Un Albertain en brun

Pierre Hamel

C’est sans grande surprise que l’Albertain Eric Smith, membre de l’équipe nationale canadienne, a remporté le prologue du Tour de l’Abitibi.

Décidément, la première étape du Tour de l’Abitibi (un prologue selon nous, mais ça c’est une autre histoire) ne se déroule jamais comme toutes les autres. Au cours des dernières années, elle avait comme principal attrait de ne pas compter au classement général ! Une situation qui avait le don de nous mettre en rogne.

Surprise cette année. Les organisateurs du Tour ont décidé de présenter une première étape qui compte vraiment au classement général. Ils ont même osé changer la formule. En lieu et place du traditionnel critérium écourté, ils ont repris une idée que le Tour de Beauce avait essayé au coeur du vieux-Québec il y a quelques années.

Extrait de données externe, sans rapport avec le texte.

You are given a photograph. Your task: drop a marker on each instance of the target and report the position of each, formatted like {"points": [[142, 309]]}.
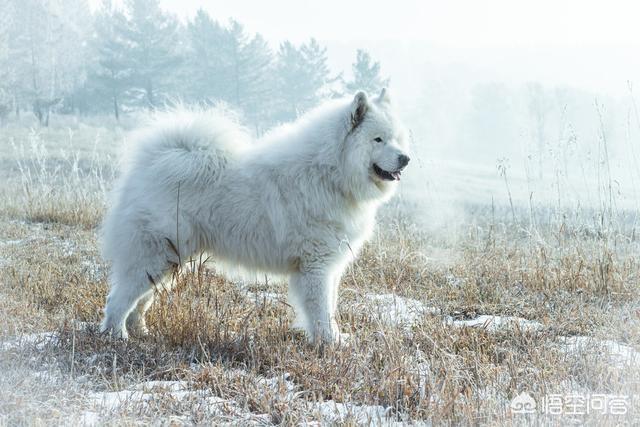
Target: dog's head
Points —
{"points": [[375, 148]]}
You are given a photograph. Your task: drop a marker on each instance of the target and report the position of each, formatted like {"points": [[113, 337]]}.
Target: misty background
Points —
{"points": [[509, 104]]}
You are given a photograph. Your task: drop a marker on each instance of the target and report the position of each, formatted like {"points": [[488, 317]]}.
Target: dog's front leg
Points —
{"points": [[314, 300]]}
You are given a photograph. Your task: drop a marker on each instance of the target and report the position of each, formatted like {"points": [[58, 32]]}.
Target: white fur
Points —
{"points": [[299, 202]]}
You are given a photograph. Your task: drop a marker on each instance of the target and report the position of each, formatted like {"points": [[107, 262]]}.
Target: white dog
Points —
{"points": [[300, 202]]}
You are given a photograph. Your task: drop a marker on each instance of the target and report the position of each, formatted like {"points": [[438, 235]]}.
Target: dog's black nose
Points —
{"points": [[403, 160]]}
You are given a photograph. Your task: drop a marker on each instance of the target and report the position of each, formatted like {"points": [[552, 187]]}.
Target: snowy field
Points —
{"points": [[465, 308]]}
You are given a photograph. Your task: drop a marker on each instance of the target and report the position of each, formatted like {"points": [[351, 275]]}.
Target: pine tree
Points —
{"points": [[207, 64], [303, 74], [112, 76], [153, 46], [256, 82], [6, 71], [366, 75]]}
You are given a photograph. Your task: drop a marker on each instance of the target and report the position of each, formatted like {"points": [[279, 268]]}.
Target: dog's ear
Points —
{"points": [[359, 108], [384, 97]]}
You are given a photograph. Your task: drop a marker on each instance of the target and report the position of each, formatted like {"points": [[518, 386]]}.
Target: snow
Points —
{"points": [[393, 310], [619, 355], [333, 412], [495, 323], [39, 340]]}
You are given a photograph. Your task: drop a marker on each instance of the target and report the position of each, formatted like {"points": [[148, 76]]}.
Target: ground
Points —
{"points": [[495, 313]]}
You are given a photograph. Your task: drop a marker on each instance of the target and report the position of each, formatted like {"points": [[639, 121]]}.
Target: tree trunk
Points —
{"points": [[116, 111]]}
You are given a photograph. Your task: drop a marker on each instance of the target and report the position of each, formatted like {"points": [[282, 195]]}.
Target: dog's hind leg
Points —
{"points": [[313, 291], [136, 323]]}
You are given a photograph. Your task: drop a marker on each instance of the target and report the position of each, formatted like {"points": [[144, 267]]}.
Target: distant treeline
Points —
{"points": [[56, 56]]}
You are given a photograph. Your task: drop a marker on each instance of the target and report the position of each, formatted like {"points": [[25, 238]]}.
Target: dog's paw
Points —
{"points": [[114, 333]]}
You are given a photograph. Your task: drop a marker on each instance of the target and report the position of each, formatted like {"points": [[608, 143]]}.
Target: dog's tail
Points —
{"points": [[187, 146]]}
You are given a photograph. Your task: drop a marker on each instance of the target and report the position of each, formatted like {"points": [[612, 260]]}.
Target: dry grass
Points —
{"points": [[232, 344]]}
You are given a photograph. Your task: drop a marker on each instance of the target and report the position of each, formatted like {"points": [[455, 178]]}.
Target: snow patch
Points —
{"points": [[495, 323], [38, 340], [619, 355], [333, 412], [393, 310]]}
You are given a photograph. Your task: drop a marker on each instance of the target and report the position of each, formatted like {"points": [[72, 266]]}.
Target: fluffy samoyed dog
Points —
{"points": [[300, 202]]}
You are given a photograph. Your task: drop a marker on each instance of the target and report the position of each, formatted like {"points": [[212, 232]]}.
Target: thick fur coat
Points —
{"points": [[300, 202]]}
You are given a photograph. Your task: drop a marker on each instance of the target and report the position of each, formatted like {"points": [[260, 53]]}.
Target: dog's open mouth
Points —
{"points": [[386, 175]]}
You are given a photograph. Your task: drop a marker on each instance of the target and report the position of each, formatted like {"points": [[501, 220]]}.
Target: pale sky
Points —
{"points": [[461, 23], [590, 44]]}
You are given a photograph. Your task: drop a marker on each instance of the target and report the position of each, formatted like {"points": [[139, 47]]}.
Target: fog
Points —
{"points": [[508, 102]]}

Le contre-la-montre parallèle de 400 m allait en faire voir de toutes les couleurs aux nombreux spectateurs pensaient-ils avec raison.

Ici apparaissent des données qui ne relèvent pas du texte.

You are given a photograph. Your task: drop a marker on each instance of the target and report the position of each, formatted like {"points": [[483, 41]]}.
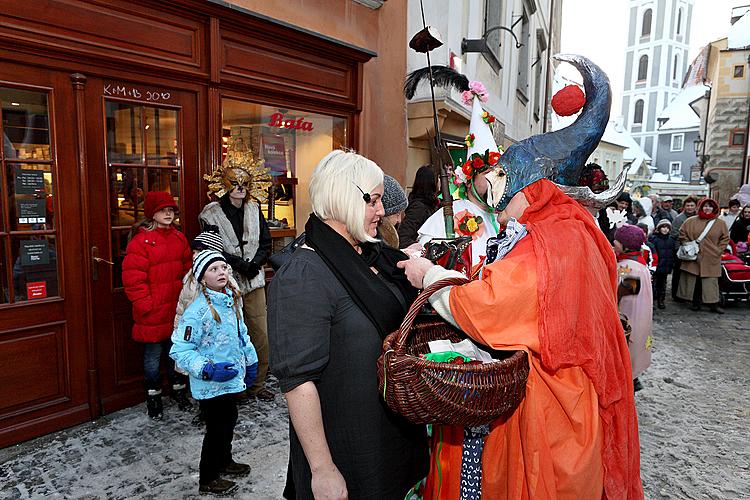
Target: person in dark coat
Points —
{"points": [[663, 245], [423, 202], [741, 226], [329, 309]]}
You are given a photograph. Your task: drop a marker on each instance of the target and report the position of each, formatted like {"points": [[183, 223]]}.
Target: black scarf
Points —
{"points": [[368, 291]]}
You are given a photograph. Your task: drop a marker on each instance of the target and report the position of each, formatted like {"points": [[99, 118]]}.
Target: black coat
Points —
{"points": [[418, 211], [664, 245]]}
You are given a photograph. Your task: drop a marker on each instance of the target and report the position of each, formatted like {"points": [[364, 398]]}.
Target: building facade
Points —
{"points": [[655, 64], [103, 102], [515, 68], [727, 111]]}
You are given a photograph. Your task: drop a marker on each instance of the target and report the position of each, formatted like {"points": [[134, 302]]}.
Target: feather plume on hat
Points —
{"points": [[239, 167]]}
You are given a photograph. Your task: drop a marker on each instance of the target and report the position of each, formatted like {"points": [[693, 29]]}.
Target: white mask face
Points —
{"points": [[497, 181]]}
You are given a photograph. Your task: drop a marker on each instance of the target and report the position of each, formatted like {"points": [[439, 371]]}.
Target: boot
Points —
{"points": [[218, 487], [179, 396], [235, 469], [153, 404]]}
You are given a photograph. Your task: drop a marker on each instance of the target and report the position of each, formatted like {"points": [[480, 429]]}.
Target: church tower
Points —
{"points": [[655, 64]]}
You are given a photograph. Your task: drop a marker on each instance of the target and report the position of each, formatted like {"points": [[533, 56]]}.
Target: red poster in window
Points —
{"points": [[36, 290]]}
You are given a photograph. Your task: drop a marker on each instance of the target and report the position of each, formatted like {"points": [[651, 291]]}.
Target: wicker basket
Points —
{"points": [[427, 392]]}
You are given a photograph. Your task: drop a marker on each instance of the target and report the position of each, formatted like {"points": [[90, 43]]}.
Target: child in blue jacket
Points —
{"points": [[211, 343]]}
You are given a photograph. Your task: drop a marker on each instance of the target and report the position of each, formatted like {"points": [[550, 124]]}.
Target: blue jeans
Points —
{"points": [[152, 353]]}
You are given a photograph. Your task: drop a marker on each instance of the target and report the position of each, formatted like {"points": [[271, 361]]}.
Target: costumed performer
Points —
{"points": [[551, 292], [471, 214]]}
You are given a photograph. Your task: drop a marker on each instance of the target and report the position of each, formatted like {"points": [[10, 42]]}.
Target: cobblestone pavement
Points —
{"points": [[694, 414]]}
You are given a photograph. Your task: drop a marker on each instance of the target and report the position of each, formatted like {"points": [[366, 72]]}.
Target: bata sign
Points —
{"points": [[278, 120]]}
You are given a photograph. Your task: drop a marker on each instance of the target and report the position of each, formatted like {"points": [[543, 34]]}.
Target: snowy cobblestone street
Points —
{"points": [[694, 413]]}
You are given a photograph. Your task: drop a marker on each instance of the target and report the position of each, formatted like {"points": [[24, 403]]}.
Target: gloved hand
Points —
{"points": [[250, 373], [219, 372], [246, 268]]}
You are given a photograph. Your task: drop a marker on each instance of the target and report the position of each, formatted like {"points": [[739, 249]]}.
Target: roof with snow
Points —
{"points": [[739, 34], [678, 114]]}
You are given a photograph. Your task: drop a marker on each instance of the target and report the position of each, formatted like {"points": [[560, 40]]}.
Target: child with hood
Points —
{"points": [[638, 308]]}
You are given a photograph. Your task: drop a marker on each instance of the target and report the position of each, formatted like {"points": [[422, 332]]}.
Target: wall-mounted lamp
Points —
{"points": [[480, 45]]}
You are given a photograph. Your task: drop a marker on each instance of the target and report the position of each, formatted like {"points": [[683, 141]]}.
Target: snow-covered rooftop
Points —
{"points": [[678, 113], [739, 34]]}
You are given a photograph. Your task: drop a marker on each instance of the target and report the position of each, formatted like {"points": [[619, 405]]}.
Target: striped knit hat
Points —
{"points": [[208, 239], [203, 261]]}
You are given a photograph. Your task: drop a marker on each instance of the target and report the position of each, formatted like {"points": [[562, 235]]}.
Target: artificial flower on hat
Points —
{"points": [[240, 168]]}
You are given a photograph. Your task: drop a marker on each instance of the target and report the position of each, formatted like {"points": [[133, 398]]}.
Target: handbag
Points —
{"points": [[451, 253], [281, 257], [690, 249]]}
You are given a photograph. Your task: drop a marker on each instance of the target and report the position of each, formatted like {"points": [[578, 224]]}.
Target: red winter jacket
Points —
{"points": [[155, 262]]}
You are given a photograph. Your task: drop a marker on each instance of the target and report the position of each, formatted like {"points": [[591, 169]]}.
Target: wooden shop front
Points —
{"points": [[101, 103]]}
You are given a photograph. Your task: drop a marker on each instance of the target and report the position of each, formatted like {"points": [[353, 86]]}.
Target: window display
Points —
{"points": [[290, 143]]}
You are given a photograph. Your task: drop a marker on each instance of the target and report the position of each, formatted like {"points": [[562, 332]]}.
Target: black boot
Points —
{"points": [[179, 396], [153, 404], [218, 487]]}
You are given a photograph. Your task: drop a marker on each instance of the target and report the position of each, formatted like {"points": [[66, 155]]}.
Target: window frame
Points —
{"points": [[672, 169], [734, 133], [681, 137], [635, 111], [643, 66]]}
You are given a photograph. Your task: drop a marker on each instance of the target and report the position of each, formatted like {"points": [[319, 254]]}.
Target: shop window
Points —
{"points": [[737, 138], [143, 154], [28, 230], [677, 142], [290, 142], [646, 25]]}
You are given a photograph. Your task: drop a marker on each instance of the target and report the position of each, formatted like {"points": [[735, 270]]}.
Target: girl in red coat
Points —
{"points": [[157, 258]]}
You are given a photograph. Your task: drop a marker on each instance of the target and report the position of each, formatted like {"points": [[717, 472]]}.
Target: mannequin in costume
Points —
{"points": [[551, 292], [246, 240], [472, 216]]}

Et c’est ce qui est arrivé... Un violent orage électrique a éclaté peu avant le début de l’épreuve. Tellement violent qu’on a retardé le départ d’une heure. Puis, on a décidé, une première fois, de changer les règles du jeu. Ce n’était plus 78 paires de coureurs qui partiraient à intervalle d’une minute mais seulement 13 – le meilleur coureur de chacune des 26 équipes. Le prétexte avancé par certains directeurs sportifs : il était tard et les risques d’une ondée violente étaient réels. Une idée saugrenue si vous voulez notre avis. Finalement, après 45 minutes de palabres, on est revenu au plan original.

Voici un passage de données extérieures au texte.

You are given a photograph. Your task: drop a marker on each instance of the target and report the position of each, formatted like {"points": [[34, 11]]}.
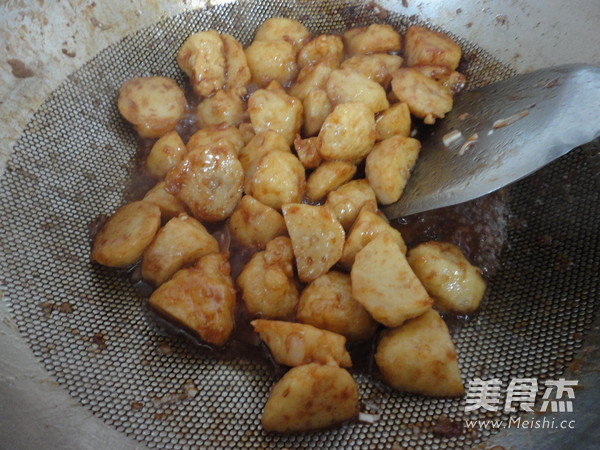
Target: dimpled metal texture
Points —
{"points": [[94, 334]]}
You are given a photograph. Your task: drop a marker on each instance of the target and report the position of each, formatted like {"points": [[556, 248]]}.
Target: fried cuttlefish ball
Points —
{"points": [[311, 397], [209, 181], [384, 283], [254, 224], [377, 67], [213, 61], [425, 97], [223, 135], [428, 47], [371, 39], [323, 47], [311, 78], [223, 107], [267, 281], [271, 61], [327, 303], [347, 85], [277, 178], [295, 344], [389, 165], [165, 154], [283, 29], [183, 240], [453, 282], [348, 133], [169, 205], [153, 105], [317, 238], [419, 357], [394, 121], [367, 226], [259, 145], [308, 151], [347, 200], [124, 237], [201, 298], [317, 107], [327, 177], [272, 109]]}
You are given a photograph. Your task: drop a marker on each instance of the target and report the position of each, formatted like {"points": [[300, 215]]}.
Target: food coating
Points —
{"points": [[388, 166], [346, 85], [260, 144], [317, 238], [393, 121], [384, 283], [452, 80], [253, 223], [425, 97], [327, 177], [182, 241], [271, 61], [283, 29], [311, 78], [153, 105], [348, 133], [169, 205], [347, 200], [223, 107], [223, 135], [308, 151], [453, 282], [267, 282], [372, 39], [209, 182], [367, 226], [327, 303], [202, 58], [276, 179], [311, 397], [376, 67], [273, 109], [324, 47], [428, 47], [201, 297], [165, 154], [420, 357], [123, 238], [317, 107], [295, 344], [237, 74]]}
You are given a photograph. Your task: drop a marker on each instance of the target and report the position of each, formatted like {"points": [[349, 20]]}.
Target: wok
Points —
{"points": [[82, 362]]}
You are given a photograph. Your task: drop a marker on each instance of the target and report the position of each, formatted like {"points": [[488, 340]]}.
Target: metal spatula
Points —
{"points": [[500, 133]]}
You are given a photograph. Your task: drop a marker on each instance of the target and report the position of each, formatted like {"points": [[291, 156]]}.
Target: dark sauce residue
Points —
{"points": [[477, 227]]}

Le spectacle a eu lieu et il a manifestement plu (jeu de mots ici). Au passage des coureurs, les Valdoriens tapaient sur les panneaux publicitaires et les encourageaient. Quand le jeune André Tremblay, un ado du coin, a pris le départ, ils ont lâché leur fou. Le jeune a fini loin, très loin même. N’empêche le charme « du prologue de la première étape » avait opéré.

Ce sont évidemment les spécialistes de la piste qui ont dominé cet exercice. Et l’Albertain, Eric Smith, champion en titre (scratch, poursuite par équipe et vitesse olympique) est venu coiffer ses principaux rivaux d’à peine 1/2 seconde. Les Québécois Guillaume Boivin et Vincent Blouin ont suivi dans l’ordre.

La deuxième étape conduira les coureurs de Rouyn-Noranda à Val-d’Or. Une balade musclée de 113 km.

Roue Libre
Le départ de cette étape a donné lieu à certaines empoignades. Le Directeur général de la Fédération québécoise des sports cyclistes (FQSC), Louis Barbeau, n’a pas mâché ses mots lorsqu’il a appris qu’on avait décidé de changer les règles du jeu. Ce n’était pas sans nous rappeler certaines incartades d’un certain André Aubut... L’impétueux Barbeau avait raison mais le ton n’avait pas sa raison d’être.

Vous le savez, le monde du cyclisme a la fâcheuse habitude de raconter quelques mensonges. Parfois sur la dope, souvent sur lui-même et très souvent sur la course. À chaque jour, on va donc vous en choisir quelques-uns et les partager avec vous.

Le gros mensonge du jour
« C’est une décision irrévocable. Il n’y aura que 13 paires de coureurs à s’élancer ce soir. »
L’un des officiels de la course

Le p’tit mensonge du jour
« On va travailler fort pour protéger le maillot de notre coéquipier. »
Guillaume Boivin de l’équipe canadienne (2e ce soir). Il en est à sa première présence au Tour de l’Abitibi, il a 17 ans et il sait déjà comment ne rien dire à un journaliste.